I seriously say this every year, but it seems especially true this year..I cannot believe it’s almost Christmas again. No joke y’all what in the world happened to the year? As a kid, December felt like the longest month ever waiting in anticipation for Christmas, now, as an adult yeah right, I’m so not an adult it’s always down to the wire trying to get all of my shopping done. Don’t even get me started on people who start announcing in October how many weekends there are left to shop, I don’t need that kind of pressure people, please simmer down. Buuuut, on a bright note, being this close to Christmas in my house means gingerbread men. It’s a family tradition to gather at my parents house and myself, my mom and the sisters all bake stuff our faces and decorate gingerbread men. As a cupcake aficionado I thought how awesome it would be to have the g-men in cupcake form, and whoa nelly are these ever awesome. This cake is teeming with gingerbread flavor, practically overflowing y’all in the best way of course, and these are soooo moist. The frosting, well it is absolutely the perfect sweet accent to this spice cake. I also found these super cute even with their slightly creepy smiles gingerbread men at Trader Joe’s that are perfect toppers. These are super fabulous, make them 🙂
With your butter and brown sugar…
Cream them together until smooth…
Add flour, baking soda, baking powder, salt…
Mix, mix, mix, then add your milk…
While your cupcakes are baking..for the frosting, put your butter, sugar, milk, and salt into your pan…
After cooling slightly, place in your bowl…
Mix, mix and we will pretend there is a pic of the cream cheese that has been added…
Then go to nosh city yes, I just said that on these cupcakes…
- 2 Sticks (1 Cup) of unsalted butter, softened.
- 1 Cup of Light Brown Sugar.
- 2 Eggs.
- 1 Cup of Molasses.
- 1 Tablespoon of Vanilla.
- 2 1/3 Cup of All Purpose Flour.
- 1 Teaspoon of Baking Powder.
- 2 Teaspoons of Ground Cinnamon.
- 1 Teaspoon of Salt.
- 1 Cup of Whole Milk.
- 3 Tablespoons of Unsalted Butter, Softened.
- 1 Cup of Brown Sugar.
- 1/2 Cup of Evaporated Milk.
- 1/8 Teaspoon of Salt.
- 3 3/4 Cups of Powdered Sugar.
- 10 Ounces of Cream Cheese, Softened.
- 3/4 Teaspoon of Vanilla.
- Preheat your oven 350 degrees F.
- Line 24+ (this recipe makes 32) cupcake tins with paper liners.

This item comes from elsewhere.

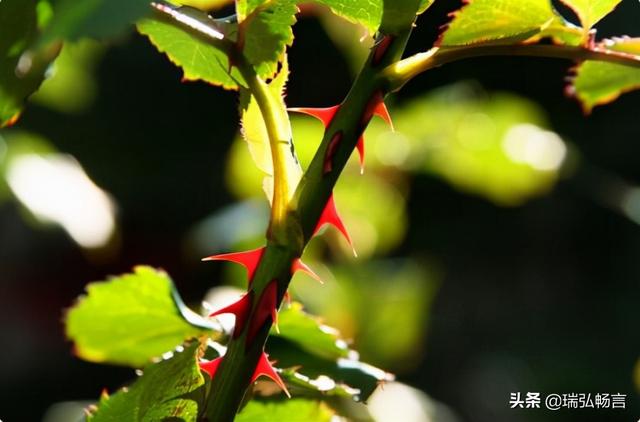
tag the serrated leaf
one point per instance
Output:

- With a handheld or stand mixer with paddle attachment, beat your butter and brown sugar together until light and fluffy.
- Add your eggs and beat in.
- Now add your molasses and vanilla extract, mix until well incorporated.
- Add your salt, baking powder, baking soda, and flour and mix until incorporated.
- Now mix in your milk.
- Fill your cupcake liners 3/4 full with your batter.
- Bake your cupcakes 18-20 minutes (I took mine out at 19) or until your cupcakes spring back at your touch. Let your cupcakes cool in the tins and take them out after 15 minutes.
- In a small saucepan on medium heat, melt your butter, brown sugar, salt and evaporated milk.
- Bring to a boil and remove from the heat, let cool slightly and pour into your mixing bowl.
- Now add your powdered sugar and vanilla and beat until well mixed.
- Now add your cream cheese and beat in until well incorporated.
- Cover and put in the refrigerator until it is completely cooled.
- I sprayed my measuring cup with non-stick cooking spray before measuring my molasses, it makes it so much easier to pour.
- You probably don't have to use whole milk in the cupcake batter, but it definitely adds flavor.
- While baking, these cupcakes do tend to sink in the middle, no worries, that's normal.